Using words that your audience doesn’t understand can cut your readership. That’s why I recommend using plain language or defining terms by writing parenthetically. But what if 95% of your readers prefer terms like “quantitative easing” and “duration,” but you want to accommodate the remaining 5%?
Link to online definitions, but cautiously
Glossaries can help you cater to a small number of less sophisticated readers. You can link from technical terms to their definitions. This works well in online content, such as websites, blogs, and even in PDFs that are read online. In printed documents, you can refer to a glossary at the back of the piece or at an easy-to-type online address. However, be aware that it takes a very motivated reader to click, read the definition, and then return to your document. I’d only use this technique when less sophisticated readers are a small minority.
You can find good definitions online, with glossaries such as Investing in Bonds, the Morningstar Investment Glossary, or the NASDAQ Glossary of Stock Market Terms. You can also do a Google search, typing “Define: Term.”

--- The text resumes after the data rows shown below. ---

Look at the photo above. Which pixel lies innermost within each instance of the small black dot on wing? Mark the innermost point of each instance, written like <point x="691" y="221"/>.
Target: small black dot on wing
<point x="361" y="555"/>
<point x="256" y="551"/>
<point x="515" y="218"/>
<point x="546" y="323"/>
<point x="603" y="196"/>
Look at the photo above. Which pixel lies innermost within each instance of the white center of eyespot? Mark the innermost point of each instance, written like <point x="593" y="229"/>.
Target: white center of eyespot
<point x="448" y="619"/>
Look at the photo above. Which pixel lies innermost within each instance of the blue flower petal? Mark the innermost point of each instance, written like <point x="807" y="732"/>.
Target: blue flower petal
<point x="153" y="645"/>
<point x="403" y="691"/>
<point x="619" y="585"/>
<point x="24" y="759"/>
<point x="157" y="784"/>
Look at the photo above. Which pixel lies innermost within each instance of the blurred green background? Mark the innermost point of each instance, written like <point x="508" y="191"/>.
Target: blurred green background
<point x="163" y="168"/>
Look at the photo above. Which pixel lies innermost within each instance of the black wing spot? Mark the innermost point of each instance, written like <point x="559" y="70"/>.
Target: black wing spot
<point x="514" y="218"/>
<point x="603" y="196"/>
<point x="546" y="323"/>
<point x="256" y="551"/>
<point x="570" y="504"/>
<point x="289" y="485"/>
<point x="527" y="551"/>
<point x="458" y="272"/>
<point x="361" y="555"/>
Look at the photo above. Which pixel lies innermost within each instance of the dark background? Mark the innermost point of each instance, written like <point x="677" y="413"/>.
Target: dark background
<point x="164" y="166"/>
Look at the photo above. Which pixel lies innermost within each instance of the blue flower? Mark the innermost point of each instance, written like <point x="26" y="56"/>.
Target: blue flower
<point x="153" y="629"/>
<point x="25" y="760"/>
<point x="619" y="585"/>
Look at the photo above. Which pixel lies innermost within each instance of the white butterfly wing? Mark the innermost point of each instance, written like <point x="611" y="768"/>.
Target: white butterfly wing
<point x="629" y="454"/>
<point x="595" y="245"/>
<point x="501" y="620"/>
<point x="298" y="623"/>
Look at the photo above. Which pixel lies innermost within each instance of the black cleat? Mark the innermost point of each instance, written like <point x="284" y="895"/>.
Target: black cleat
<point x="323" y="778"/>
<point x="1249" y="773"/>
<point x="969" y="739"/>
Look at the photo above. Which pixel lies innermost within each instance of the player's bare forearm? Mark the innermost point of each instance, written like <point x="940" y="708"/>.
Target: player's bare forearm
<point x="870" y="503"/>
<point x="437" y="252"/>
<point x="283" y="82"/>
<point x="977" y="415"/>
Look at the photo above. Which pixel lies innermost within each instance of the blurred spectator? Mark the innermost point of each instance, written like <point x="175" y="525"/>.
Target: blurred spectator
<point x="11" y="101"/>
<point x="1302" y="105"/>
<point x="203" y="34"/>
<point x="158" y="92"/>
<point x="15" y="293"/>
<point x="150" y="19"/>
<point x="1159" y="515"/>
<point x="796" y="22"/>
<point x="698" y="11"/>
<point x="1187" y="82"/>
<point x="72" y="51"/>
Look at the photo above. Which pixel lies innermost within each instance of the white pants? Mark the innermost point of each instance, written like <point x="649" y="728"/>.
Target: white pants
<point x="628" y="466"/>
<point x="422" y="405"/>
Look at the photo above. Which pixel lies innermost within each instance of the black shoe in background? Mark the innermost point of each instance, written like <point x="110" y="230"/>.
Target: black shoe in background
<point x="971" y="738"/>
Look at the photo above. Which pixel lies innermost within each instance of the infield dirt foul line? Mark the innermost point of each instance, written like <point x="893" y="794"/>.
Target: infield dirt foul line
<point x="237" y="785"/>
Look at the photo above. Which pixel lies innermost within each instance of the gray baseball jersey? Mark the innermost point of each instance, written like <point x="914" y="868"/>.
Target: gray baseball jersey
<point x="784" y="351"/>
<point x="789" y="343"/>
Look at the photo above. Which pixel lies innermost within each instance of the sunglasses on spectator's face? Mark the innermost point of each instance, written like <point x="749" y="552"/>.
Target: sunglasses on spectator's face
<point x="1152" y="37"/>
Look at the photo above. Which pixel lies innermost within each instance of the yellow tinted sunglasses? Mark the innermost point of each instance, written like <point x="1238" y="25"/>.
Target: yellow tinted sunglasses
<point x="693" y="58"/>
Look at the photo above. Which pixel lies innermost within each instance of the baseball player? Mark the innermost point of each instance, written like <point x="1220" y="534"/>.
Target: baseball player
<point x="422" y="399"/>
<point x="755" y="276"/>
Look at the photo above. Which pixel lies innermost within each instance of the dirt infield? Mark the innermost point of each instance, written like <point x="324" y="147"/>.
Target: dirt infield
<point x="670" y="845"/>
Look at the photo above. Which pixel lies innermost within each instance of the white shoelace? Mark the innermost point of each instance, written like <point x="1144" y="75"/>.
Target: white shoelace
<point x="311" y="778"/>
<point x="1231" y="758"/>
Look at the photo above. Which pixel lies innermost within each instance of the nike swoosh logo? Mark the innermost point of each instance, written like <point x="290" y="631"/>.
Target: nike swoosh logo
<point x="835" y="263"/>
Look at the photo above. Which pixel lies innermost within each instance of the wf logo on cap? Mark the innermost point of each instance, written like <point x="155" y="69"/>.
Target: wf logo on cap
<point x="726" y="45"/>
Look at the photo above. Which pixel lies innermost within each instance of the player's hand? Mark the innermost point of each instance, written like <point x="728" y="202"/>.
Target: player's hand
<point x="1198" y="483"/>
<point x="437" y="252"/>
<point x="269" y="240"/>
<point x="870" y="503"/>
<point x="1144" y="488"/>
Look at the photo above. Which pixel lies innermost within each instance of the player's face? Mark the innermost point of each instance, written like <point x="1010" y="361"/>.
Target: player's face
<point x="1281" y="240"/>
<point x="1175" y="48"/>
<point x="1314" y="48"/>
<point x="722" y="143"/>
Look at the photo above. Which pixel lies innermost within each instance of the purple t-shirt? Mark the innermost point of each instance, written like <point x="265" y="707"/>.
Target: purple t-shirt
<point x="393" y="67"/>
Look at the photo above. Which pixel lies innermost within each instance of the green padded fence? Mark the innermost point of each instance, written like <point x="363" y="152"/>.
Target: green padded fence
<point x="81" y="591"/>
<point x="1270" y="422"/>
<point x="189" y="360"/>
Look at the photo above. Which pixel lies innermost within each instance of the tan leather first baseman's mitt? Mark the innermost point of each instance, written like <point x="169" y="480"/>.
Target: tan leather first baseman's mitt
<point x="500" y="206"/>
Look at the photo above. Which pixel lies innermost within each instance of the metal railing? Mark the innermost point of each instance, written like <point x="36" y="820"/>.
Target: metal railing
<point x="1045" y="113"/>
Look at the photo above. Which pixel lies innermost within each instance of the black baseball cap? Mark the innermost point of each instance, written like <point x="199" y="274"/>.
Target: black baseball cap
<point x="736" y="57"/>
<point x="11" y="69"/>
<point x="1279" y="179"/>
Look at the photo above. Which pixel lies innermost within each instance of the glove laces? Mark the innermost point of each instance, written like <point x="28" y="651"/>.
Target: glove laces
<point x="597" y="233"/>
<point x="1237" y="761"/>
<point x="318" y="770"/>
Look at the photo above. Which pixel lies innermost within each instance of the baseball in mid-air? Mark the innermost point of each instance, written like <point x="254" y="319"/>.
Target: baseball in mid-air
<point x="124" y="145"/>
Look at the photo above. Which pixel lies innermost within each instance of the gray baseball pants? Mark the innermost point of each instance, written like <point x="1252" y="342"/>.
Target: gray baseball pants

Don’t blindly accept any definition you find. Read the definition carefully to see if you agree with it.
Create your own glossary
Another approach is to create your own glossary that lives on your website. This may be the only solution if you have concerns about linking to third-party websites. Your compliance professionals may worry about seeming to endorse someone else’s website or being vulnerable to changes that occur in the content after you post your link. Plus, what happens if that page disappears? Broken links disappoint your readers and damage your credibility. Creating your own glossary gives you control over the definition and your readers’ access to it.
Another potential advantage: You can cross-link from your glossary definition to other relevant content. This could increase readers’ engagement with your website.